Building owners save in taxes with IRS depreciation study

December 11, 2008 - Financial Digest

Ted Lanzaro

New England commercial real estate owners take note! Cost segregation studies are becoming one of the hottest tax planning strategies in commercial real estate. The study offers a tremendous opportunity to increase cash flow and defer tax payments until later years.
A Cost Segregation Study (CSS) is an engineering based study that allows a commercial building owner to accelerate a substantial amount of the depreciation deductions on a building by identifying construction or acquisition costs that can be allocated to a shorter recovery period. The basic idea is to move costs that would ordinarily be depreciated over 27.5 to 39 years to being depreciated over 5 to 7 years using the IRS approved, engineering based study as proof that the cost should be depreciated over a shorter life.
Let's look at some situations where this study is appropriate and some local examples of how commercial building owners in N.E. have benefited from such as study.

Initial Construction
Generally speaking, this is the easiest type of study to perform because the engineers get involved right from the beginning and have access to the architectural drawings and building invoices. For example, a 4 story Boston office building completed at a total construction cost of $9.6 million. Without the help of an expert CPA and engineer, the building owner would be depreciating the $9.6 million of cost over 39 years. With a cost segregation study, the engineers come in and examine all the construction invoices and design documents. The engineers do an on-site study where they identify, measure, quantify and photograph the existence of all the assets within the building that qualify for accelerated depreciation.

End Result: By performing the study, the engineers were able to allocate $1.95 million or 20% of the assets to shorter recovery periods and save the property owner over $427,000 in taxes calculated using the net present value method.

Property Acquisition
The CSS can also be performed when a commercial property owner acquires a property. Generally speaking, there are two types of these studies:
*Studies that are performed around the period of acquisition
*Studies that are performed after acquisition even if the acquisition or construction was several years ago (called a "look-back" study)
For example, a local regional mall located in suburban N.E. was purchased by a real estate investment company. The 2 story mall was purchased for $25.6 million. Without a cost segregation study, the acquisition cost would be depreciated over 39 years. Upon acquiring the property, the new owners had an engineering based CSS performed. Using whatever initial construction data that was available from the prior owner and by performing a detailed on-site evaluation and identification process that included photographing all the assets, the engineers were able to determine which assets were eligible for accelerated depreciation.
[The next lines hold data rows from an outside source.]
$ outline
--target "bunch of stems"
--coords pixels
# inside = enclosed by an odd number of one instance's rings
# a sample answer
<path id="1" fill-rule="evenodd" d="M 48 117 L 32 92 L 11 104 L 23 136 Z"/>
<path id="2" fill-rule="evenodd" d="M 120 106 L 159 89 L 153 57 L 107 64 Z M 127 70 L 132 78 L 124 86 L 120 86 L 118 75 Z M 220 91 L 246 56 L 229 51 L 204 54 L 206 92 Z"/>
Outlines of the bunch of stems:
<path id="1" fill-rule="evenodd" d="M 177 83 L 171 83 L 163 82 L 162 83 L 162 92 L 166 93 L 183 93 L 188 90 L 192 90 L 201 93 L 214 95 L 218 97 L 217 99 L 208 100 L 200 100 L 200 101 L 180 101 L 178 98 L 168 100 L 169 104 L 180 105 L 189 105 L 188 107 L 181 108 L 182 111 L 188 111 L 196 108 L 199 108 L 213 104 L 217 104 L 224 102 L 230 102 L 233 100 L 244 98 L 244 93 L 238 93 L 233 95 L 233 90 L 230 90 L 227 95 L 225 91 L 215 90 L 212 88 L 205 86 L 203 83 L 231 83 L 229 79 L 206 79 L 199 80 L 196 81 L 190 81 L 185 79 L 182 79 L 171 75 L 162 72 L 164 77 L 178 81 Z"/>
End Result: A total of $9.8 million of assets (38% of the total cost) was determined to qualify for either 5 year or 15 year depreciation resulting in a net present value tax savings of $1.5 million over the first 10 years of the property ownership and $250,000 of tax savings in the first year.
When performing a "look-back" study, often none of the construction information is available. A look-back study typically relies on the engineer's on-site evaluation and identification of qualified assets.
However, a property owner doing a "look-back" study can often receive a terrific amount of tax savings in the first year because according to Internal Revenue Code Section 418(a), the property owner is allowed is make an adjustment to catch up on depreciation. The catch up is equal to the difference between what was depreciated and what could have been depreciation had a Cost Segregation Study been performed on day one. Let's look at an example:
A small suburban New England office building was purchased by its owners in 2000 at a cost of $10 million. At this time, the owner's accountant began depreciating the property over 39 years. The CSS was performed in 2005. The study identified $800,000 of assets that could be reallocated to a 5 year recovery period.
End Result: In 2005, the property owner was allowed a catch up of more than $680,000 of depreciation which resulted in a $238,000 tax savings under Internal Revenue Code Section 481(a).
Additional Applications
What types of properties can benefit from a CSS? N.E. examples include office buildings, shopping malls, strip shopping centers, apartment buildings, large leasehold fit-outs, auto dealerships, free standing out parcel buildings used for large retail stores or chain fast food restaurants, hotels and resorts, distribution warehouses, manufacturing facilities and industrial buildings. Any commercial property owner looking to reduce their tax burden should consider this powerful strategy.

Ted Lanzaro, CPA, runs Lanzaro CPA, LLC, Shelton, Conn.